12 Apr

HP G6000 in Linux

My old laptop, an Acer Travelmate 2420 (good machine) started developing vertical lines on its TFT over the last few weeks, so I thought it was time to upgrade, and eventually fix the old lappie up for my son.

I bought an HP G6000. Ken Guest recommended a Lenovo x300 (or something like that) – I was in a bit of a rush, though – I can’t stand being without a functional machine, so I headed into Gillanders in Monaghan and bought the HP.

I spent a few hours on Friday dual-booting Linux onto the machine. FC7 initially, as that’s all I had with me, then upgraded to FC8 as soon as possible.

It wasn’t until I got home until I realised that the WIFI was broken (my office network is mostly wire-networked).

A few hours of study showed there was no simple solution to this. lspci claimed that the card is an AR5006EG from Atheros. the card is actually an AR5007EG. Either way, there is no “official” Linux support for this, and the unoffical support is not perfect either.

After reviewing the available information, I thought the easiest solution was to replace the WIFI car.d. I had an old Sony Vaio upstairs, so I pulled out the WIFI card from that, an Intel 3945abg, and placed that in the machine (if you unscrew the RAM plate at the back, you will see the WIFI card in its Mini-PCI-Express slot – lever the aerials off it and replace the card – simple, innit). unfortunately, that was far from perfect – the Intel 3945abg is not even seen by lspci – some hints I found online suggested that the 3945 doesn’t adhere to the standards.

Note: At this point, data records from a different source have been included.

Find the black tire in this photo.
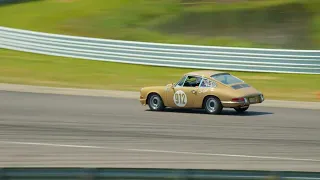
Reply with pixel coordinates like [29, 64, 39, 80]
[234, 106, 249, 113]
[203, 96, 223, 114]
[147, 93, 165, 111]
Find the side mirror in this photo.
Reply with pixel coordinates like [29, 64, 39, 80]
[167, 83, 175, 89]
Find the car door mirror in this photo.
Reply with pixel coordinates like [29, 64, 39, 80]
[167, 83, 175, 89]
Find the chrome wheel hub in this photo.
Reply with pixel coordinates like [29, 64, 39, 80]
[206, 98, 217, 112]
[150, 96, 160, 109]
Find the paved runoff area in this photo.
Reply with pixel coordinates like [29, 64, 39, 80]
[0, 85, 320, 171]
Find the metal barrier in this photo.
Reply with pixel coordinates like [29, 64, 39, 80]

Long story (asked Trevor in Gillanders for permission to dig through their laptop graveyard for a WIFI replacement – found nothing. tried some machines I had in the office – nothing found) – eventually, I figured out the solution.

Here’s the trick. You will not get the AR5007EG working in 64-bit Linux. Instead, you need to compile a custom kernel using the 386 mode, and download the patched version of MadWifi to compile the kernel module.

After that, everything’s simple. To fix the xorg – download the official NVidia driver module installer and let it compile a kernel module for you. That’s it – done.

Sorry for the length of this – I tried to throw in all the keywords that I searched for while trying to solve this.